Terrorized farmers and livestock breeders from the mountain villages of Vorizia and Amari have provided graphic testimony detailing how a violent family-run crime ring destroyed their livelihoods to hijack more than €586,000 in European Union agricultural subsidies.
Victims told investigators from the Greek Police’s organized crime unit that syndicate members used physical assaults and death threats to force them into signing over land deeds.
According to case files, the suspects target local families, forcing them into fictitious lease agreements so the gang could falsely register as agricultural beneficiaries.
When residents refused to cooperate, the retaliation was swift and destructive.
Landowners recounted harrowing accounts of night-time raids on their properties. In one documented attack, victims watched helplessly as suspects set fire to a critical farm vehicle.
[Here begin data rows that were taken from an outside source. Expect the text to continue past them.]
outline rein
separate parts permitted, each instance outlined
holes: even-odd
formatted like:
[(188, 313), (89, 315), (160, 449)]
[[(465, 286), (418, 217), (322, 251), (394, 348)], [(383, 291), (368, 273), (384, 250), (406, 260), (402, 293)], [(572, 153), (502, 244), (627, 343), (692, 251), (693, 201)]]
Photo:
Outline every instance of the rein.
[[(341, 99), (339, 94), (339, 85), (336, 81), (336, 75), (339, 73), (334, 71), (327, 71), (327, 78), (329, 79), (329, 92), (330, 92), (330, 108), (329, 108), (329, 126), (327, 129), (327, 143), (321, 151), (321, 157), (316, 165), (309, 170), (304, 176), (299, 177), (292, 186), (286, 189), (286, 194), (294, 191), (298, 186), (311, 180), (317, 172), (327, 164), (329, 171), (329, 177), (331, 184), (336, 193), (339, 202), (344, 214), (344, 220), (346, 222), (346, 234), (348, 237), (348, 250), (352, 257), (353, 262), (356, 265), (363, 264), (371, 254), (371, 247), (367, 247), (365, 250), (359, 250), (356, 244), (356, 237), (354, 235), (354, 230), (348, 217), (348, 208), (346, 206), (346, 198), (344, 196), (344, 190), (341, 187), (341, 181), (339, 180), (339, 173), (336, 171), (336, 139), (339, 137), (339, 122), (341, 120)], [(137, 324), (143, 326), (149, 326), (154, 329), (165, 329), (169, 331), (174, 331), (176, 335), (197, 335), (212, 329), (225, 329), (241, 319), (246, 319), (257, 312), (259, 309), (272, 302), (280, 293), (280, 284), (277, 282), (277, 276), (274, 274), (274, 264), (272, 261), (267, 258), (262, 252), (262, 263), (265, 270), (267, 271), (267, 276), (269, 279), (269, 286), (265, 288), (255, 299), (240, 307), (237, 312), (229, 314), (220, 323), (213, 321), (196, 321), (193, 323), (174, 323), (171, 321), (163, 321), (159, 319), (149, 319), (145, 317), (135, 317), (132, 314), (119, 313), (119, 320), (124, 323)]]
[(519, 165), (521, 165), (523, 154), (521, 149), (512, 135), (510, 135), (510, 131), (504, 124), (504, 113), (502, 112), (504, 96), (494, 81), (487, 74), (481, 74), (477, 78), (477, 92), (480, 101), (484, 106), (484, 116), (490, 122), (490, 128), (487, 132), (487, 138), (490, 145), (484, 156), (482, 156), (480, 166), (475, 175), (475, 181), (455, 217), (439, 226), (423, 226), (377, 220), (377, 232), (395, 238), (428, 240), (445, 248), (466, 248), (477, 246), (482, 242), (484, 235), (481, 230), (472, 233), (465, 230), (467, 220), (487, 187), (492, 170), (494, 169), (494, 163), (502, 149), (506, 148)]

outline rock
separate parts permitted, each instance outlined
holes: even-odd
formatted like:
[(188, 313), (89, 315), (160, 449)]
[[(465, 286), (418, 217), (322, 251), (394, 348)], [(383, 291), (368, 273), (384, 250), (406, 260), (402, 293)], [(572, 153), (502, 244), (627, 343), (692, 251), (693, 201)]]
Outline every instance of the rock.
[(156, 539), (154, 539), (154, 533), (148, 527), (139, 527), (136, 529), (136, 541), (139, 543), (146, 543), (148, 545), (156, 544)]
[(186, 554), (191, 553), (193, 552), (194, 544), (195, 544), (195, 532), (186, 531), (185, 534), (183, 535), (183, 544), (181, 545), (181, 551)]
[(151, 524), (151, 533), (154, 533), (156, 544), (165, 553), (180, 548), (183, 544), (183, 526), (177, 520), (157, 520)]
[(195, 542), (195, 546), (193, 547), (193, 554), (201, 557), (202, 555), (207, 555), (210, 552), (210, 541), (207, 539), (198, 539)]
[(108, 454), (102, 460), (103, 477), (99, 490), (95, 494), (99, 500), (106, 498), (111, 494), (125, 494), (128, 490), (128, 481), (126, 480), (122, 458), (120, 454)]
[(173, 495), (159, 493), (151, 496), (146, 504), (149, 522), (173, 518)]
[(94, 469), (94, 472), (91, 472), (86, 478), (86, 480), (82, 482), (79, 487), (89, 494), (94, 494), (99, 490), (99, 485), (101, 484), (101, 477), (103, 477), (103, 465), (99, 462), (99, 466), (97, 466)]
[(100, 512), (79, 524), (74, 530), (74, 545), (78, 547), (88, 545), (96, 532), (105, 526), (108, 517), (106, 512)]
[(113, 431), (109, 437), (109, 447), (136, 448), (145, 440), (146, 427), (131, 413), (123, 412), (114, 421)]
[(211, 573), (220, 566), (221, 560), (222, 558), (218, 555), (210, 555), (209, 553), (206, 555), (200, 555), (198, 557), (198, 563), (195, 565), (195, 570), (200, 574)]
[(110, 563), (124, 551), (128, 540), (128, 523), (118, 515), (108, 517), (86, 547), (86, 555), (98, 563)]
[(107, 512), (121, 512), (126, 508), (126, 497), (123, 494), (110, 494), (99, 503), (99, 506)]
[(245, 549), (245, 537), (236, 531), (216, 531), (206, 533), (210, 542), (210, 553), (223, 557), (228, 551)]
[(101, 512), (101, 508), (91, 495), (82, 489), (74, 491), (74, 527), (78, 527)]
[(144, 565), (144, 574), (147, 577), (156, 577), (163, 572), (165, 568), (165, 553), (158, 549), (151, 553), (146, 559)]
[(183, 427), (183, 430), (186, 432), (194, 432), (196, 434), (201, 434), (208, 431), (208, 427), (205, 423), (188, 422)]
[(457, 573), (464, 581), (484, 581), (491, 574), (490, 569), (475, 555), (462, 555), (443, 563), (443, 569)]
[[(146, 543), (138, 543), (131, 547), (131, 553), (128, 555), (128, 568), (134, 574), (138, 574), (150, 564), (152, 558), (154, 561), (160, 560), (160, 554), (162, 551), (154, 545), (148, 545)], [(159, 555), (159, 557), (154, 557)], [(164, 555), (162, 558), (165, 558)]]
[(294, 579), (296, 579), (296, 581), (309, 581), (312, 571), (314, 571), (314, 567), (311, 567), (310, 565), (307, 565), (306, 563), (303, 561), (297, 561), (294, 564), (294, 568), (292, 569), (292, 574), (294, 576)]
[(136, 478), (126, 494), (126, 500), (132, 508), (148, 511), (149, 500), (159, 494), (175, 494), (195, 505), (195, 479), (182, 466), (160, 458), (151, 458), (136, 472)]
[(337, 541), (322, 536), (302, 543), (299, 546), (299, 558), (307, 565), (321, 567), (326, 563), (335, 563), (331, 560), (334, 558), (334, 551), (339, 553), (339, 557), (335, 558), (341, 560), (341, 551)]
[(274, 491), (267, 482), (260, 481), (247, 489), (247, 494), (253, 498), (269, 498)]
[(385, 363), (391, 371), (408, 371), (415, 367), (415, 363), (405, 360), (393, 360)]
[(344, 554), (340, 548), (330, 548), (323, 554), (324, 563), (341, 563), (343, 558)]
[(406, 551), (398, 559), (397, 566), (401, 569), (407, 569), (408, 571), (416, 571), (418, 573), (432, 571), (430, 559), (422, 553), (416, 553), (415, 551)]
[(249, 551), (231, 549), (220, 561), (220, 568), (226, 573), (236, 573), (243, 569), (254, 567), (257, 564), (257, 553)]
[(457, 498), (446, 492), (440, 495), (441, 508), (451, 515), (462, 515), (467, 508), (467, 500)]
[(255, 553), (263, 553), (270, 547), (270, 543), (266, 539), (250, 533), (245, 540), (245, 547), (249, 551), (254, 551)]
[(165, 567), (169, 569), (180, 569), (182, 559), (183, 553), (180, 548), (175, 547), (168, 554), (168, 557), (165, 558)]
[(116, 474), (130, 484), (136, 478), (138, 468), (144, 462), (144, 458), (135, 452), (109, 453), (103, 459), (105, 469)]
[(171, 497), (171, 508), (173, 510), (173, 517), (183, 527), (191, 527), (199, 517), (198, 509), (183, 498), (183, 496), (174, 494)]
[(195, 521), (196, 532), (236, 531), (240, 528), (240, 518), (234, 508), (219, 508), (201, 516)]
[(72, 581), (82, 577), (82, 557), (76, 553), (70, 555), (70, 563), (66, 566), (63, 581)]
Other farmers testified that the gang cut down or poisoned entire harvests, including the systematic destruction of 400 vineyards and 130 mature olive trees.
"They didn't just take our land on paper; they destroyed what took generations to build," one local breeder stated in his deposition, describing how the suspects also drove stolen livestock onto his property to claim fraudulent grazing rights.
Total property damage from these retaliatory attacks has surpassed €200,000.
The two primary brothers spearheading the ring secured a postponement until Friday to answer to these specific victim accusations.
Their defense attorney claims his clients are victims of local rivalries, but prosecutors state the victims' testimonies align perfectly with a broader pattern of regional subsidy fraud.